Image Quality Requirements
Before uploading to the cloud—basic validation:
func validateCaptureSet(_ frames: [(UIImage, simd_float4x4)]) -> ValidationResult {
// Minimum frame count
guard frames.count >= 20 else {
return .insufficientFrames(current: frames.count, required: 20)
}
// Angular coverage (at least 270° out of 360°)
let orbitCoverage = estimateOrbitCoverage(frames.map { $0.1 })
guard orbitCoverage >= 0.75 else {
return .insufficientCoverage(coverage: orbitCoverage)
}
// Average frame sharpness
let avgSharpness = frames.map { sharpnessScore($0.0) }.reduce(0, +) / Float(frames.count)

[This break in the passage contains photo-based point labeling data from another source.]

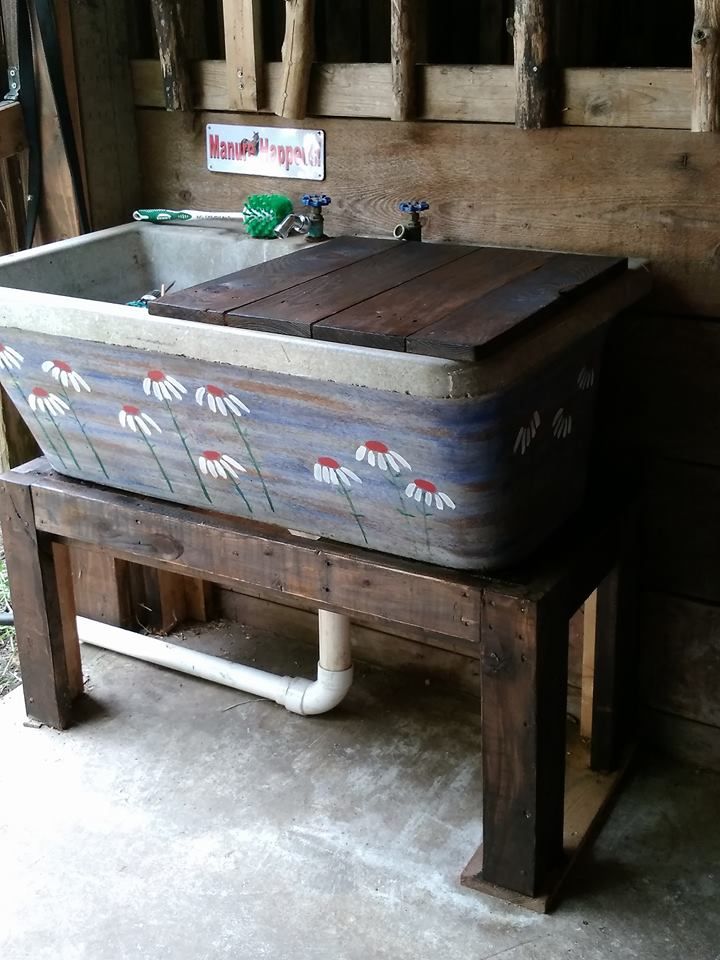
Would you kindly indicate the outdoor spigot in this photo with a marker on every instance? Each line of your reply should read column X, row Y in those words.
column 316, row 228
column 411, row 229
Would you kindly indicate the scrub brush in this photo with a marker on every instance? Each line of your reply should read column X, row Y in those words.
column 262, row 213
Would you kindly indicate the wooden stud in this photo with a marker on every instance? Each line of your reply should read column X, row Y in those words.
column 706, row 67
column 402, row 59
column 534, row 70
column 42, row 604
column 243, row 53
column 524, row 664
column 170, row 30
column 298, row 52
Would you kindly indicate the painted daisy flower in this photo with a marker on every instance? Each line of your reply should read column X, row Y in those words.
column 51, row 403
column 65, row 374
column 219, row 401
column 328, row 470
column 132, row 418
column 562, row 424
column 10, row 358
column 376, row 452
column 527, row 434
column 219, row 465
column 163, row 386
column 419, row 489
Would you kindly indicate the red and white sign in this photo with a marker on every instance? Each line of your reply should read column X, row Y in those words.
column 266, row 151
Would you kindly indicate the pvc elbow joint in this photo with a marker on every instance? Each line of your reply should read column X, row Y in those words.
column 312, row 697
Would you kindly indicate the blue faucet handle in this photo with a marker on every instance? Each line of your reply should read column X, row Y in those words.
column 413, row 206
column 316, row 200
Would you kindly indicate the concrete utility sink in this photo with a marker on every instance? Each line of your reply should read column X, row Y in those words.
column 466, row 464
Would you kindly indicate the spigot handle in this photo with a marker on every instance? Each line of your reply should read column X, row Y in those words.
column 413, row 206
column 316, row 200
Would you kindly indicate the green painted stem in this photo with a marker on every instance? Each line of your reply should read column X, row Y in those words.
column 89, row 442
column 155, row 456
column 354, row 511
column 187, row 451
column 245, row 440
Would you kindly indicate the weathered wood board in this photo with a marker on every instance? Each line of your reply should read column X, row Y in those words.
column 575, row 190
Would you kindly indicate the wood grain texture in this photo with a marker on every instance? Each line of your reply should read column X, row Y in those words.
column 402, row 59
column 604, row 97
column 534, row 67
column 243, row 53
column 39, row 597
column 12, row 130
column 524, row 681
column 211, row 301
column 297, row 57
column 575, row 191
column 170, row 31
column 706, row 67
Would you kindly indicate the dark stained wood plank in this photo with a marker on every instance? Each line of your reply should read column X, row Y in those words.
column 506, row 312
column 385, row 321
column 296, row 310
column 39, row 597
column 524, row 687
column 208, row 302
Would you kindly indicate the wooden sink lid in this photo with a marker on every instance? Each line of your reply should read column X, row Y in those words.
column 443, row 300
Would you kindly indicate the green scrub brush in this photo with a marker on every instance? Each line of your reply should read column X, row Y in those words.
column 262, row 213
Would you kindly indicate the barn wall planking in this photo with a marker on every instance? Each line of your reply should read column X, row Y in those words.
column 646, row 193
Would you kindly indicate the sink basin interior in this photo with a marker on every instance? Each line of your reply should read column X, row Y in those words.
column 123, row 263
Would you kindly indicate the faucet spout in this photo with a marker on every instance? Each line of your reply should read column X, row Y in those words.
column 293, row 223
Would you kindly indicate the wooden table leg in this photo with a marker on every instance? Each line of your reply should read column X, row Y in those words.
column 525, row 654
column 41, row 588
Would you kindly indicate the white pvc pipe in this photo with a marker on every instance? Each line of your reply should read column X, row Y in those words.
column 306, row 697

guard avgSharpness >= 60.0 else {
return .blurryImages
}
return .valid
}
Backend: 3D Gaussian Splatting Training
# nerfstudio + gsplat pipeline
from nerfstudio.cameras.cameras import CameraType
from nerfstudio.pipelines.base_pipeline import Pipeline
def run_gaussian_splatting(
images_dir: Path,
camera_poses: list[np.ndarray] | None = None,
output_dir: Path = Path("output")
) -> Path:
"""
If camera_poses are provided (from ARKit)—skip COLMAP SfM.

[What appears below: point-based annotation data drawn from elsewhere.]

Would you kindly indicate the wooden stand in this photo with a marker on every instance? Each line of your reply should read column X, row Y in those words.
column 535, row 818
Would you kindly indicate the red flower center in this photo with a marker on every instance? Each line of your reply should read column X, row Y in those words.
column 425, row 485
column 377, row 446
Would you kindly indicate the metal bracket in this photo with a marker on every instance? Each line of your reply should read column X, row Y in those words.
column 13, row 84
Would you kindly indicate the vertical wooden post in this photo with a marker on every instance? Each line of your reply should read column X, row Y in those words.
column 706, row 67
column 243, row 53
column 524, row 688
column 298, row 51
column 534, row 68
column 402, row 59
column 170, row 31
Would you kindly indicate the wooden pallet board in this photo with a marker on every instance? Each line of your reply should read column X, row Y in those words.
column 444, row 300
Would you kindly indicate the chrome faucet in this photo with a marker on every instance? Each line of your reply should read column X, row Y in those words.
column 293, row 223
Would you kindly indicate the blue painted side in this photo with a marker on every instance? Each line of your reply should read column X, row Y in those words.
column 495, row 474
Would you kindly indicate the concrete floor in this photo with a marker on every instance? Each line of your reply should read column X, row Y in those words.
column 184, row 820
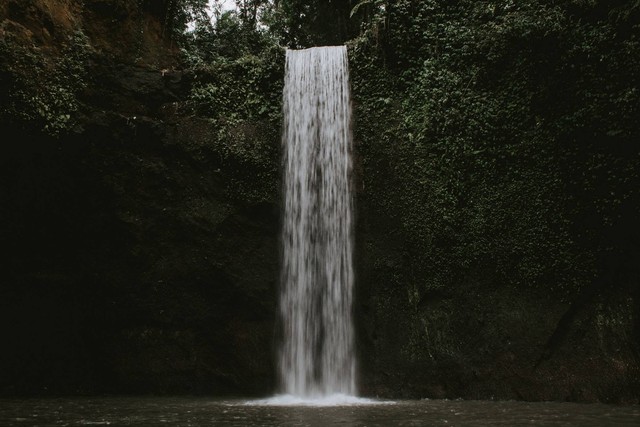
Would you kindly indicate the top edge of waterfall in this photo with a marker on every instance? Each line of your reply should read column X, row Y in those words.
column 317, row 47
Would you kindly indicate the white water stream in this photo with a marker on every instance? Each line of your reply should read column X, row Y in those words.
column 316, row 358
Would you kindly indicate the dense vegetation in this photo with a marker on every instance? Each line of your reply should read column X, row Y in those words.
column 497, row 165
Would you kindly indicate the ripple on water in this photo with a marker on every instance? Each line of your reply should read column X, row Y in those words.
column 330, row 400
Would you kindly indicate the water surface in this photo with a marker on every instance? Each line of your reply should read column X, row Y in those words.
column 136, row 411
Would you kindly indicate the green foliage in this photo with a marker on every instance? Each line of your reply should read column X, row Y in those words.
column 42, row 91
column 492, row 131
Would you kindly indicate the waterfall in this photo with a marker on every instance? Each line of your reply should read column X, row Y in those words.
column 317, row 354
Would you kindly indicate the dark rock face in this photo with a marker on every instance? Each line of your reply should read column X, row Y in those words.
column 136, row 258
column 129, row 266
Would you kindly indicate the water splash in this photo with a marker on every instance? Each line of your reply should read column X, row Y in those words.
column 317, row 354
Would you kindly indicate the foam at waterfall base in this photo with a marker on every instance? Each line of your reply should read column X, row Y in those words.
column 337, row 399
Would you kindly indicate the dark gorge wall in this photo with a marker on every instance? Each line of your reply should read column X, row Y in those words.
column 140, row 254
column 496, row 175
column 497, row 201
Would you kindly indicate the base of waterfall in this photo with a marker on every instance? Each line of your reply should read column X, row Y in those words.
column 337, row 399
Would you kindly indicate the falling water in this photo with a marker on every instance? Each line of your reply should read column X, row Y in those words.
column 317, row 354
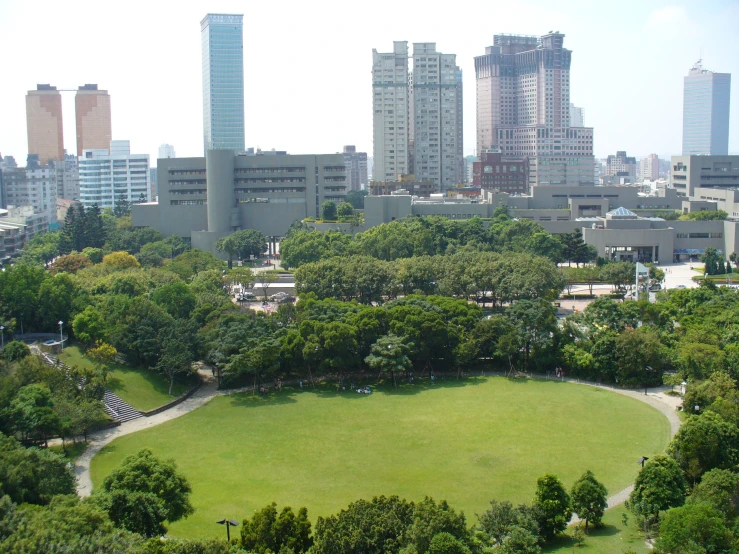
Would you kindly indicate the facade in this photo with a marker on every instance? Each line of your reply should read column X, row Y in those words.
column 523, row 109
column 706, row 98
column 204, row 199
column 391, row 108
column 44, row 123
column 649, row 168
column 92, row 111
column 621, row 165
column 166, row 151
column 222, row 41
column 67, row 177
column 576, row 116
column 617, row 221
column 356, row 168
column 691, row 172
column 108, row 175
column 494, row 172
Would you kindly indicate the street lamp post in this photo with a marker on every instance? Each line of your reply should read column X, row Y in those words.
column 228, row 523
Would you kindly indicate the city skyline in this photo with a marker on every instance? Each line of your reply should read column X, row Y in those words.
column 289, row 109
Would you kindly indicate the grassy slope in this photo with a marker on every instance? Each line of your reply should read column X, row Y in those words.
column 142, row 388
column 465, row 442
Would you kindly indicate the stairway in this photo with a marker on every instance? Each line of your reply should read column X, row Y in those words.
column 114, row 406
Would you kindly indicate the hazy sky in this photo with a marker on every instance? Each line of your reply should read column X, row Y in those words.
column 307, row 65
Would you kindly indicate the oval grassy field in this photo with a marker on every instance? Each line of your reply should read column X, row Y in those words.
column 467, row 442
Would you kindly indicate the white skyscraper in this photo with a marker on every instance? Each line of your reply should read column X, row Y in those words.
column 418, row 115
column 106, row 177
column 166, row 151
column 390, row 104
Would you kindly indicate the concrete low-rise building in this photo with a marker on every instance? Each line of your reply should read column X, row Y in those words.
column 204, row 199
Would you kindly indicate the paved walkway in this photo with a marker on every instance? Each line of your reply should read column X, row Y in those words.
column 656, row 398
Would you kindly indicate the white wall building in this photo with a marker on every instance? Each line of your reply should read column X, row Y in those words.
column 106, row 177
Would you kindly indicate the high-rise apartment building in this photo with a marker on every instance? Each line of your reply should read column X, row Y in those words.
column 649, row 167
column 107, row 175
column 356, row 168
column 523, row 109
column 44, row 123
column 706, row 98
column 576, row 116
column 390, row 104
column 435, row 119
column 92, row 111
column 166, row 151
column 417, row 125
column 222, row 41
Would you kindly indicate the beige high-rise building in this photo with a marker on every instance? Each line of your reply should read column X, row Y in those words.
column 92, row 109
column 44, row 123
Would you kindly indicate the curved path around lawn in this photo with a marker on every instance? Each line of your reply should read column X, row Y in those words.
column 667, row 405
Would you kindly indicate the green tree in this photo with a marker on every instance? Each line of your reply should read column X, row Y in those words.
column 345, row 209
column 328, row 211
column 267, row 532
column 703, row 443
column 389, row 354
column 164, row 492
column 589, row 499
column 553, row 505
column 659, row 486
column 694, row 528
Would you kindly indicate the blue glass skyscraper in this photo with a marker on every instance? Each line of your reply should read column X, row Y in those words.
column 222, row 38
column 706, row 112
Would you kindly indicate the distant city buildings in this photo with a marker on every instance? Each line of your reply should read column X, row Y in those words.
column 417, row 125
column 649, row 167
column 166, row 151
column 523, row 109
column 621, row 165
column 493, row 172
column 356, row 168
column 109, row 175
column 92, row 110
column 222, row 41
column 44, row 123
column 706, row 97
column 576, row 116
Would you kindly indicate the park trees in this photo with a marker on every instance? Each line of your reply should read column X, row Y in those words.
column 144, row 492
column 389, row 355
column 328, row 211
column 703, row 443
column 659, row 486
column 269, row 532
column 553, row 506
column 589, row 499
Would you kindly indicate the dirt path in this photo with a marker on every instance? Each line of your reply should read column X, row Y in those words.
column 657, row 399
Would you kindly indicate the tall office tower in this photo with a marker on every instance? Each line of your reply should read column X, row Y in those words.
column 356, row 168
column 390, row 103
column 222, row 40
column 706, row 112
column 109, row 174
column 576, row 116
column 649, row 167
column 523, row 109
column 166, row 151
column 92, row 110
column 435, row 123
column 44, row 123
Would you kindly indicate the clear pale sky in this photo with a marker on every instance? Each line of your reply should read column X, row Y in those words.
column 307, row 65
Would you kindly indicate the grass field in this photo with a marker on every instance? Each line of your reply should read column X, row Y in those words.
column 467, row 442
column 142, row 388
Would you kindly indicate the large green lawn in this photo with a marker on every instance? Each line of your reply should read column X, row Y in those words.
column 143, row 389
column 467, row 442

This reduces processing time from 15-20 min to 3-5 min.
"""
config = SplatfactoModelConfig(
num_downscales=2, # reduce for speed
use_scale_regularization=True,
max_gauss_ratio=10.0,
)
trainer = Trainer(config, output_dir=output_dir)
trainer.train() # ~10-40 min on GPU (A100: 10 min, T4: 25 min)
# Export to web-friendly formats
export_gaussian_splat(output_dir / "splat.ply")
export_glb(output_dir / "model.glb") # for AR Quick Look / SceneViewer
return output_dir
Displaying Results in AR
// iOS: RealityKit Quick Look for .usdz / .glb
import RealityKit
import ARKit
class ModelViewerViewController: UIViewController {
func presentARModel(modelURL: URL) {
let arView = ARView(frame: view.bounds, cameraMode: .ar)
let anchor = AnchorEntity(plane: .horizontal)
ModelEntity.loadModelAsync(contentsOf: modelURL)
.sink(
receiveCompletion: { _ in },
receiveValue: { [weak self] entity in
entity.generateCollisionShapes(recursive: true)
anchor.addChild(entity)
arView.scene.anchors.append(anchor)
// Pinch to scale, pan to move
arView.installGestures([.scale, .translation, .rotation], for: entity)
}
)
.store(in: &cancellables)
}
}
Timeline Estimates
An MVP with guided capture, cloud upload, Nerfacto/Gaussian Splatting training, and basic AR viewing takes 3–4 weeks. A complete system using ARKit camera poses (no COLMAP), processing progress tracking, multi-format export (.glb, .usdz, .obj), 3D model sharing, and iOS + Android support requires 2–3 months.